Abstract:Unsupervised graph anomaly detection aims at identifying rare patterns that deviate from the majority in a graph without the aid of labels, which is important for a variety of real-world applications. Recent advances have utilized Graph Neural Networks (GNNs) to learn effective node representations by aggregating information from neighborhoods. This is motivated by the hypothesis that nodes in the graph tend to exhibit consistent behaviors with their neighborhoods. However, such consistency can be disrupted by graph anomalies in multiple ways. Most existing methods directly employ GNNs to learn representations, disregarding the negative impact of graph anomalies on GNNs, resulting in sub-optimal node representations and anomaly detection performance. While a few recent approaches have redesigned GNNs for graph anomaly detection under semi-supervised label guidance, how to address the adverse effects of graph anomalies on GNNs in unsupervised scenarios and learn effective representations for anomaly detection are still under-explored.

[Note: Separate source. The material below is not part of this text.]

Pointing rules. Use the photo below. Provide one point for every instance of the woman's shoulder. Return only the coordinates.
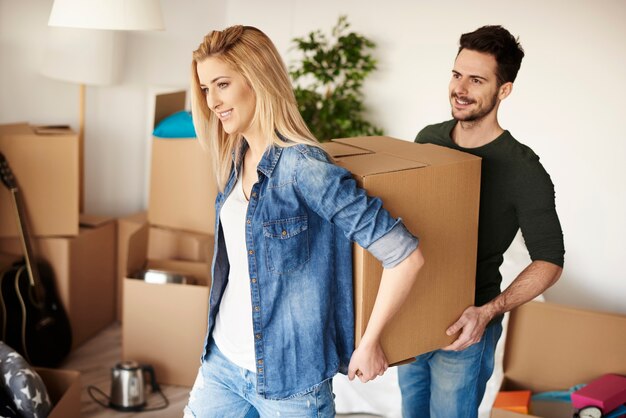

To bridge this gap, in this paper, we propose a simple yet effective framework for Guarding Graph Neural Networks for Unsupervised Graph Anomaly Detection (G3AD). Specifically, G3AD introduces two auxiliary networks along with correlation constraints to guard the GNNs from inconsistent information encoding. Furthermore, G3AD introduces an adaptive caching module to guard the GNNs from solely reconstructing the observed data that contains anomalies. Extensive experiments demonstrate that our proposed G3AD can outperform seventeen state-of-the-art methods on both synthetic and real-world datasets.